Five Simple Tips to Survive Your Annual Office Holiday Party The office holiday party is here, threatening to send your anxiety into new realms of oh-my-golly. And you have to go. You, an introverted Gen-Z remote worker who lives in Teams and gamed your video background for eight months, now have to put on pants and walk […]
The post The Office Holiday Party Preparedness Guide: How to Blend In and Get Out appeared first on Articles, Tips and Tech for Law Firms and Lawyers.

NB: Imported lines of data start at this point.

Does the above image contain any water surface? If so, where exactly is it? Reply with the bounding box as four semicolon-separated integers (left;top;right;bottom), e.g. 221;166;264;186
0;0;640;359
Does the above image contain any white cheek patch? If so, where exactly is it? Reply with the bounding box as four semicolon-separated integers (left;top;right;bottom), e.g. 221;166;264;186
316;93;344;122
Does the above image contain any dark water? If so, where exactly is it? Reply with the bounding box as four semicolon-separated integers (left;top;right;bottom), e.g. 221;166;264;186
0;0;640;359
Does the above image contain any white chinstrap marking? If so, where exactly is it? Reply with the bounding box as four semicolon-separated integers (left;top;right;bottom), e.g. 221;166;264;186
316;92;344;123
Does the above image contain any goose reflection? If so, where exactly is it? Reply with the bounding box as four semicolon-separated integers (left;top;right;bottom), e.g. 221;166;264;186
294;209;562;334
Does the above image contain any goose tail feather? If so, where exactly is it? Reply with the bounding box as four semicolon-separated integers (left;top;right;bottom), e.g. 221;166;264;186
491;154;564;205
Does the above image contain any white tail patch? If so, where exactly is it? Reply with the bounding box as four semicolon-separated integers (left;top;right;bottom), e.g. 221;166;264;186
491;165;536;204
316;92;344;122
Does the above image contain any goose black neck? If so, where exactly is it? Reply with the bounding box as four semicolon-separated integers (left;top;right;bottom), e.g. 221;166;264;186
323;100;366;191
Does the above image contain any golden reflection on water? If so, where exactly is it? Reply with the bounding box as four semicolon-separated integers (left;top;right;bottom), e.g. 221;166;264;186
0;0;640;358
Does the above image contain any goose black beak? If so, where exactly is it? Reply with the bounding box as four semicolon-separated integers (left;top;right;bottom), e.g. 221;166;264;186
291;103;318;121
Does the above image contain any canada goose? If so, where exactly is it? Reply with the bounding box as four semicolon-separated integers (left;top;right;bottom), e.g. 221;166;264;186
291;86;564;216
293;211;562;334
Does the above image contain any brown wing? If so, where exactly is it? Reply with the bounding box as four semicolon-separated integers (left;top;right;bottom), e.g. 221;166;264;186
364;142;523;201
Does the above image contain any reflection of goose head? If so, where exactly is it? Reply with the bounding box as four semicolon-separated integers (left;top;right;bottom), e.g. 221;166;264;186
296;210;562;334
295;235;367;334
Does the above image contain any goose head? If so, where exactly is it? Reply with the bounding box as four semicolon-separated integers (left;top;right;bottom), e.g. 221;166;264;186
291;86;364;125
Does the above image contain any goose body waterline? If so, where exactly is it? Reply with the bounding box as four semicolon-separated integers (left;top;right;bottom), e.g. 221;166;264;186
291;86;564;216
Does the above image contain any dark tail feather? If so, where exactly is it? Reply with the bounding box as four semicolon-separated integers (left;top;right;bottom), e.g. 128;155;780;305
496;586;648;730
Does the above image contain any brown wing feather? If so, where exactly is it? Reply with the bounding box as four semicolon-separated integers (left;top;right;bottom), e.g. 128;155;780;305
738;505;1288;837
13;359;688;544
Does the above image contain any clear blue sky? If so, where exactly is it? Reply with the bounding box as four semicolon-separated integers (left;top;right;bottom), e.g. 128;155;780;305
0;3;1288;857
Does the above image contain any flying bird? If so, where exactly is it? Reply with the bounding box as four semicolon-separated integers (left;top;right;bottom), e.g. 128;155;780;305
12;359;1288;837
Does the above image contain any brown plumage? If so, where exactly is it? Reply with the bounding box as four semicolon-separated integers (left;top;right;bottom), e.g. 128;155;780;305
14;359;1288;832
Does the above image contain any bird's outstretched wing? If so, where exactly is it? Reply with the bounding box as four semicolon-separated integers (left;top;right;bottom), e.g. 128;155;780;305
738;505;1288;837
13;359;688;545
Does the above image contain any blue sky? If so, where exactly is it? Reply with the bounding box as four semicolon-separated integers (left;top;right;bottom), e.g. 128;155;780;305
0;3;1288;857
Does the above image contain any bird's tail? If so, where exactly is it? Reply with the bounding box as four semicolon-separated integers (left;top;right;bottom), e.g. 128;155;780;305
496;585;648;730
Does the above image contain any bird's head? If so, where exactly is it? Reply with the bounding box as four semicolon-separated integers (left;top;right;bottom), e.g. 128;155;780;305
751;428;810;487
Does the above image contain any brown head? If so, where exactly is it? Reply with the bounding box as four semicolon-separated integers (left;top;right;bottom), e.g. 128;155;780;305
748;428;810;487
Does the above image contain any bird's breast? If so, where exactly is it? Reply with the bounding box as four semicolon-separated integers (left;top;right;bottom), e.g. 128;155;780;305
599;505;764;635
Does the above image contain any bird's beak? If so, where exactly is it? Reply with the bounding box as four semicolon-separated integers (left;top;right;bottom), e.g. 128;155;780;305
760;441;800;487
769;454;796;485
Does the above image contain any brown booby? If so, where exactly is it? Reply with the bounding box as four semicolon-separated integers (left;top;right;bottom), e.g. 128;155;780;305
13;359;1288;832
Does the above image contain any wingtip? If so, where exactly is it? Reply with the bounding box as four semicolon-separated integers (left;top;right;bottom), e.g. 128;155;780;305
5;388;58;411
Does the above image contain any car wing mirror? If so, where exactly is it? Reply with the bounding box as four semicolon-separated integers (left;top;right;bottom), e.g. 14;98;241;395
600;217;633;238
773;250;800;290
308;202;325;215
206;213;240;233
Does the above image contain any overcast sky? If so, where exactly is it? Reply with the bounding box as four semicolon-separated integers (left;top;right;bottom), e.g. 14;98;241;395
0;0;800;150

Five Simple Tips to Survive Your Annual Office Holiday Party

The Office Holiday Party
The Office Holiday Party Preparedness Guide: How to Blend In and Get Out 3

The office holiday party is here, threatening to send your anxiety into new realms of oh-my-golly. And you have to go. You, an introverted Gen-Z remote worker who lives in Teams and gamed your video background for eight months, now have to put on pants and walk into a rented event space half a block from the office, drink something with cinnamon and prosecco, and deal with Steve who has mistletoe duct taped to his forehead.

This is your office holiday party, the annual Christmas bash, your corporate “seasonal event.” And we’re gonna hold your hand the whole time.

1. You Have to Go to Your Office Holiday Party

Seriously, you can’t wimp out or call off sick. (Unless you really are sick, then, of course, you have to stay home because you’re a decent human being, not an insane sack of virulent germs that will make everyone else sick and ruin their vacation.) Even if attendance isn’t mandatory, you have to go for the stupidest reason: Your senior partner planned it and she’s anxious about pulling it off. She’s invested in the one true metric of success — attendance. When you show up and put yourself out there, you’re doing her a solid and making her look good. Which, of course, is not your job, and I’m not suggesting you can leverage that in any way. This isn’t “Suits,” Marsha. I’m saying that if your boss is proud of her office holiday party, then she’ll be in a good mood for at least a couple of weeks, which is good for everybody.

Also, you have to go because people need to know you’re real. I know that sounds weird. Of course, you’re real. AI isn’t that good. Yet.

What I mean is a lot of these people know you as a tiny face in a tiny box on the bottom left of their tiny screen. In a lot of ways, you aren’t real to them — just as they aren’t entirely real to you. Showing up IRL lets people shake your hand and slap you on the back and gives you the opportunity to do the same. Virtual camaraderie is fine, but building true rapport requires a little skin-on-skin. Which you can only do if you’re in the room. On that note ….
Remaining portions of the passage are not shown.